Created attachment 242821 [details] The reproducer The child process created by the attached program gets EOVERFLOW on its mkdir(2) call on its tmpfs mount with 4.8.1. With earlier versions, up to 4.7.5 at least, the mkdir(2) call would succeed as expected.
EOVERFLOW also with 4.8.4.
It seems like this "bug" (if it is a bug) is introduced with the following commit: commit 036d523641c66bef713042894a17f4335f199e49 Author: Eric W. Biederman <ebiederm@xmission.com> Date: Fri Jul 1 12:52:06 2016 -0500 vfs: Don't create inodes with a uid or gid unknown to the vfs It is expected that filesystems can not represent uids and gids from outside of their user namespace. Keep things simple by not even trying to create filesystem nodes with non-sense uids and gids. Acked-by: Seth Forshee <seth.forshee@canonical.com> Signed-off-by: "Eric W. Biederman" <ebiederm@xmission.com> That was merged following this pull request: https://lkml.org/lkml/2016/7/26/297 Is there a use case Ludovic where you need tmpfs to handle user namespaces in this way?
I don't really have a "use case" for this. I stumbled upon this issue because one of our unit tests relies on the original behavior: http://git.savannah.gnu.org/cgit/guix.git/tree/tests/syscalls.scm#n149 That said, mounting a tmpfs inside a user namespace doesn't seem that "exotic" to me, so I wouldn't be surprised if there's code out there that broke because of this. Also, AIUI, mkdir(2) is not documented to return EOVERFLOW. Thoughts? Thanks for your reply!
I'm investigating this further. I am however really new to kernel development, so I can't promise any progress. Thank you for the unit test, I'll stick to the C program you provided though, but it's nice to have things in context. I agree with you that EOVERFLOW is a "strange" error code to be returned by mkdir in this case.

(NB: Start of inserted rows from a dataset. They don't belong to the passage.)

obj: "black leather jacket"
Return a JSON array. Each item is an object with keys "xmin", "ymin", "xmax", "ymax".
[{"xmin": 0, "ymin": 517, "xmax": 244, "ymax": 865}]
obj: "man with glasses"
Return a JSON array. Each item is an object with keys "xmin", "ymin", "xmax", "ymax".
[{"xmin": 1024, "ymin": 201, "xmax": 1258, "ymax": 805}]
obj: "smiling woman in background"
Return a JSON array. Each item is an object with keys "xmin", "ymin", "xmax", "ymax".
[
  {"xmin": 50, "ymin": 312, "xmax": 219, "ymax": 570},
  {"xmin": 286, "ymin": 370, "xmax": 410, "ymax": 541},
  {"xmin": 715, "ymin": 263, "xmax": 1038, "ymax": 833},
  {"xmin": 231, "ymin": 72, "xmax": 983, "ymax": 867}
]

So, after further investigation it turns out that this doesn't happen if there is a mapping for the uid and gid in the user namespace (/proc/pid/uid_map and /proc/pid/gid_map). However, tmpfs is a FS_USERNS_MOUNT type filesystem so it would kind of make sense (I think?) to allow non-mappable uids and gids to be used inside tmpfs. Some input from someone who knows more in-depth how this is supposed to work would help greatly :) My current plan is to submit a small patch enabling tmpfs to create objects with non-mapped uids and gids and see what the response is.
Created attachment 244701 [details] The patch that "solves" the bug. Use at your own risk. I leave asbolutely no guarantee that this patch will not make your system insecure. Please make your own risk assessment before applying this patch.
So the right thing for testing system calls in your tests is to run the tests as a mapped user in a user namespace. Likely 0. Otherwise you are going to hit weird and strange corner cases, simply because you uid and gid are not mapped. Weird cases like: What uid and gid does stat return? If this failure shows up in something other than a test it will be fixed.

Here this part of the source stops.